- Librettist: Ildebrando Pizzetti
- Language: Italian
- Premiere: 2 January 1947 La Scala, Milan

= L'oro =

Opera by Ildebrando Pizzetti

L’oro (Italian for "Gold") is an opera in three acts composed by Ildebrando Pizzetti who also wrote the libretto in Italian language. It premiered at La Scala in Milan on 2 January 1947, conducted by Pizzeti himself.

Pizzetti wrote the whole story play for this opera, moving away from adaptation taken from mythological, historical and biblical inspiration as displayed in his previous works. This opera is a social drama. He dedicates himself to the composition of this opera completely of his own invention, set in a fantastic place without a precise temporal collocation. The center of attention in the story play is the conflict provoked by the thirst for power and the greed for wealth. L’oro is said to be the new revolution in Pizzetti's theatrical production.

== Roles ==

| Role | Voice type | Premiere cast, 2 January 1947 (Conductor: Ildebrando Pizzetti) |
| Giovanni de 'Neri, head of the community of Carpineta and rich landowner | tenor | Antonio Annaloro |
| Cristina, Giovanni's wife | soprano | Mercedes Fortunati |
| Their little dumb son | Not singing |  |
| Grandfather Innocenzo | bass | Cesare Siepi |
| Martino, Giovanni's servant | baritone or bass | Eraldo Coda |
| Lazzaro | bass | Italo Tajo |
Giovanni's mother, the doctor, the bald, municipal councilors, two friends, young men and woman, farmers, children

==Synopsis==
The story takes place at a place called Carpineta, in an imprecise period.

===Act 1===
Giovanni is married to a foreign woman, Cristina, from whom he had only one dumb son. She feels oppressed by the sad omen and have been asking Giovanni to leave the place and move someplace else.
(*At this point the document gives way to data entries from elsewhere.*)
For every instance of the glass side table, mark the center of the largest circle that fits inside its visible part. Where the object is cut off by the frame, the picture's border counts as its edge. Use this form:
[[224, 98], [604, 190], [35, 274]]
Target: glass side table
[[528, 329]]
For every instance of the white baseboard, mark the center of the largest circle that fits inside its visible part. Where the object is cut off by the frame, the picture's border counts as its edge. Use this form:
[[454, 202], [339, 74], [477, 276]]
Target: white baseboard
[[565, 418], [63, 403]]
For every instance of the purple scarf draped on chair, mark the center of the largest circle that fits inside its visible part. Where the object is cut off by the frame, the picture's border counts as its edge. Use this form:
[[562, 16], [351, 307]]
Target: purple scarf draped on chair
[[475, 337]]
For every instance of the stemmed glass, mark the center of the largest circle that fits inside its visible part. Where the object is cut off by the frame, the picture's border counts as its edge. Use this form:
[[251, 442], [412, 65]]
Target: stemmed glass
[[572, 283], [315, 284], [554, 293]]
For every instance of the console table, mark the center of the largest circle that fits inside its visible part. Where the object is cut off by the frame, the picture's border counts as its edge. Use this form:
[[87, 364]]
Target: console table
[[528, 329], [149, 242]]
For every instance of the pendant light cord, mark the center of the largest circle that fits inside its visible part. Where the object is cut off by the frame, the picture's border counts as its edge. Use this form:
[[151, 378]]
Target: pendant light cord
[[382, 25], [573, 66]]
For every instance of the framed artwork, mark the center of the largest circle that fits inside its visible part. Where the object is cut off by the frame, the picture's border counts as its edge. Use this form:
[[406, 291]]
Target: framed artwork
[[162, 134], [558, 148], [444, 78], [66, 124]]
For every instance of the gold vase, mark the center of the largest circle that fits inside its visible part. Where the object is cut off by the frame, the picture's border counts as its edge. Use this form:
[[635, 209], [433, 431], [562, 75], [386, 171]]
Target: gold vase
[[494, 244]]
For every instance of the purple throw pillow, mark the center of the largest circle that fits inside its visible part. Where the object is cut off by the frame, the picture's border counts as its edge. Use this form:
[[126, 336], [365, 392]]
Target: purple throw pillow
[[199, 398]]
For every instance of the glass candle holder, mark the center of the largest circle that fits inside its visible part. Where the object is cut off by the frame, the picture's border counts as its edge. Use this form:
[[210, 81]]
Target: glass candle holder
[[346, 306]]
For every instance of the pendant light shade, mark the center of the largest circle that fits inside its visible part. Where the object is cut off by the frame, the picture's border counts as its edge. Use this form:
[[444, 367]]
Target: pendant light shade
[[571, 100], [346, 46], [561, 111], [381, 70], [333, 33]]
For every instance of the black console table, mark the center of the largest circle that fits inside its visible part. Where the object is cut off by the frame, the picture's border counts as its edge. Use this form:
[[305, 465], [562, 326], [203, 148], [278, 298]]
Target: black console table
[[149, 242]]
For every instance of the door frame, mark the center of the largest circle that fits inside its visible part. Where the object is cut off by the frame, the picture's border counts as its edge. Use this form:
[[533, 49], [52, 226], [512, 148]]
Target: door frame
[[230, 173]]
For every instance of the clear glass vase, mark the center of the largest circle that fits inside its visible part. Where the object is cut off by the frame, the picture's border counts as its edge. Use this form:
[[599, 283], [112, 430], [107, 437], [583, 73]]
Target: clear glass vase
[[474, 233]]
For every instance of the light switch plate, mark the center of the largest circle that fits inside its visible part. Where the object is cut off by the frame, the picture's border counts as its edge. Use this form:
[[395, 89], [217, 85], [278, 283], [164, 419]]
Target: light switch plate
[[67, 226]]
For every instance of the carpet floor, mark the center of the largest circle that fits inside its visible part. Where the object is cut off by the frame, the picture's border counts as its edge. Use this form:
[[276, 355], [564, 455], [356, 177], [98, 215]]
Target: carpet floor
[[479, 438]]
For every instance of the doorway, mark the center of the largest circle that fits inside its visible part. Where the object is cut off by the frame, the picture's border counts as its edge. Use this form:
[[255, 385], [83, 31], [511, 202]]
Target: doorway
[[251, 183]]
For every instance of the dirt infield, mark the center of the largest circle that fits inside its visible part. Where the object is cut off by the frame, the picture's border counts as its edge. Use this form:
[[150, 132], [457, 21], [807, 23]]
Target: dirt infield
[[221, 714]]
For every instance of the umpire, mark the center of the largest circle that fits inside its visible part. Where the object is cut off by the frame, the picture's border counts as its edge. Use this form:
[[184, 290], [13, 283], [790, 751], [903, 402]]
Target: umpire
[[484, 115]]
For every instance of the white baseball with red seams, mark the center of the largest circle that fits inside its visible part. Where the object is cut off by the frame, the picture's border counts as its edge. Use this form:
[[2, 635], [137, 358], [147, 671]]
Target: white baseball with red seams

In one afternoon, near the Fontovina field

Town councilors and farmers meet up to discuss the new systems adopted by Giovanni in his farm. Giovanni intends to modernize the life of Carpineta’s people, realizing that industries and canals are the current innovation, and population wealth is no longer depending on agriculture only. The ideas do not sit well with the farmers. When the discussion gets overheated, Giovanni tries to calm them down, claiming that he has acted in the interest of everyone. The meeting discussion changes when Martino, Giorvanni’s servant arrives, telling them about the gold discovery at Pian dei Cerri. The farmers were excited with the idea of easy rich, and now wish to dedicate themselves to the search for gold.

===Act 2===
At Pian dei Cerri

The gold diggers have camped near the site, but their search for gold continues to give unsuccessful results. Giovanni actually has found the gold in a larger cave. To gain access to the cave, they would have to blow up a part of the mountain. Giovanni is afraid to reveal his discovery, fearing the greed among fellow people of Carpineta. The people, however, begin to suspect Giovanni is hiding a secret from them because he wants to keep the riches for himself. Concerned by his attitude, Cristina persuades the husband to share about the discovery to the people, but he refuses. After speaking to him, she goes to the cave quietly and blows herself up, thus preventing everyone from accessing the gold.

===Act 3===
At the field of Fontovina

Giovanni is devastated for the loss of his wife. The people of Carpineta has now decided to abandon their dreams of gold-rich scheme and to continue working at the farm again, adapting the innovations introduced by Giovanni. While discussing, suddenly Cristina appears. She was heavily wounded. The explosion had thrown her out of the cave. At that time and for the first time, her son utters his first word, calling her "Mother!". In her dying breath, she asks Giovanni not to abandon the work at the farm with the people of Carpineta. Cristina finally dies serene, because her sacrifice has allowed the return of harmony among the people of her land.